Dissociative Disorders are thought to develop in the context of disturbed early inter-personal and traumatic experiences. Treatment can be complex and difficult. Dissociative Identity Disorder (DID) could be considered the most severe form of Dissociative Disorder. Social support is considered a positive contributing factor to outcomes in a range of psychiatric disorders. Social support then is conjectured to play an important role in the outcomes of individuals with Dissociative Disorders. However, many individuals with Dissociative Disorders are thought to experience problems with inter-personal functioning (and particularly, functioning in romantic relationships) which may hinder the potential benefits of social support in contributing to positive outcomes.
The current study aimed to explore the romantic relationships of women with Dissociative Disorders. A number of hypotheses were generated relating to psychological and relationship functioning, attachment styles, inter-relations between patient and partner functioning, the effects of treatment on psychological functioning and the couple relationship, and the effects of couple relationships on treatment outcomes for female patients.
The psychiatric profiles, abuse histories and romantic relationship experiences of 30 female participants diagnosed with a Dissociative Disorder (18with a diagnosis of DID), were examined. Eleven of their male partners were also examined. Female participants were recruited from an inpatient trauma treatment program. The initial assessment (Assessment) was conducted following which they had a combination of inpatient and outpatient treatment which varied from four to six months. A follow up assessment (Follow up) was then performed. Male participants were contacted through their partners and also assessed at both times.
The study employed a mixed-methods approach, utilising both quantitative and qualitative measures. Psychological functioning was assessed using the Dissociative Disorders Interview Schedule (DDIS), the Depression Anxiety and Stress Scale (DASS21) and the Dissociative Experiences Scale (DES). Aspects of relationship functioning were measured using the Dyadic Adjustment Scale (DAS) and the Brief Index of Sexual Functioning for Women (BISF-W). Attachment styles and behaviours were measured using the Experiences in Close Relationships Scale (ECR) and self-reported attachment style prototypes. Participants were also interviewed and questioned through qualitative methods regarding specific relationship issues such as self-reported relationship needs, positive and negative relationship experiences and abuse within romantic relationships.

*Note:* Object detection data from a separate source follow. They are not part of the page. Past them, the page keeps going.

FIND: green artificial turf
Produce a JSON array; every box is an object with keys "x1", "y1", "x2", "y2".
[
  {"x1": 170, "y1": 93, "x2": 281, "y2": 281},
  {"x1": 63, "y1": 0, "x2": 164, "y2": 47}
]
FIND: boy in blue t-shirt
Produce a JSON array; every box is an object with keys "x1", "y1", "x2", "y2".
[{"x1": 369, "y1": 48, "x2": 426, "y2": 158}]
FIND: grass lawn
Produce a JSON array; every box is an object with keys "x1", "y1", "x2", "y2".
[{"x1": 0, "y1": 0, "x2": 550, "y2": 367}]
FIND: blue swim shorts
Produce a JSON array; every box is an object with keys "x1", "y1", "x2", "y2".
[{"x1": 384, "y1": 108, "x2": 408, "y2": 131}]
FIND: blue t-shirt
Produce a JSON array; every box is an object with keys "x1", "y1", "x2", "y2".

Results indicated, for female participants, psychopathology was elevated and there was evidence of sexual functioning lower than norms. For both males and females, relationship satisfaction was low and there was evidence that male psychopathology was elevated. All female participants self reported insecure attachment styles with the majority nominating fearful avoidant attachment. At Assessment there were positive associations between attachment avoidance and dissociation, and between attachment anxiety and general anxiety and depression. At Follow up, results revealed a positive association between attachment avoidance and stress and general anxiety for female participants.
Correlations revealed some of the expected links between male and female functioning: at Follow-up, there was a negative association between female relationship satisfaction and male anxiety. Furthermore, there was a positive association between female attachment anxiety, stress and general anxiety at Assessment and male attachment avoidance at Follow up. There was also a positive association between female attachment anxiety and male attachment anxiety over time.
For both males and females, there were no significant changes in psychopathology or relationship functioning post treatment, however the sexual functioning of partnered female participants had declined significantly at Follow up. Finally, there was some evidence to suggest that romantic relationship support may be beneficial to treatment outcomes, in that after treatment, partnered females were less stressed than females without partners.
Notable findings of qualitative results included female participants’ high rates of self-reported abuse within past and current romantic relationships. Female participants and male partners emphasised the negative impact of the patients’ symptoms on relationship functioning, communication problems and sexual problems. Female participants also frequently reported that fears of intimacy and abandonment had impacted upon their relationship functioning. Similar to what might be expected within a normative sample, couples within this sample valued factors such as friendship, support and emotional closeness within romantic relationships. Partner psychopathology and relationship experiences were considered with regard to Benjamin and Benjamin’s (1994) work with partners of individuals with Dissociative Disorders.
The limitations of the study included the small sample size and lack of a control group. The heterogeneous nature of Dissociative Disorders and the variability of the treatment the participants received are also weaknesses. This also reflects the poor understanding of this group of disorders and the small number diagnosed or seeking treatment.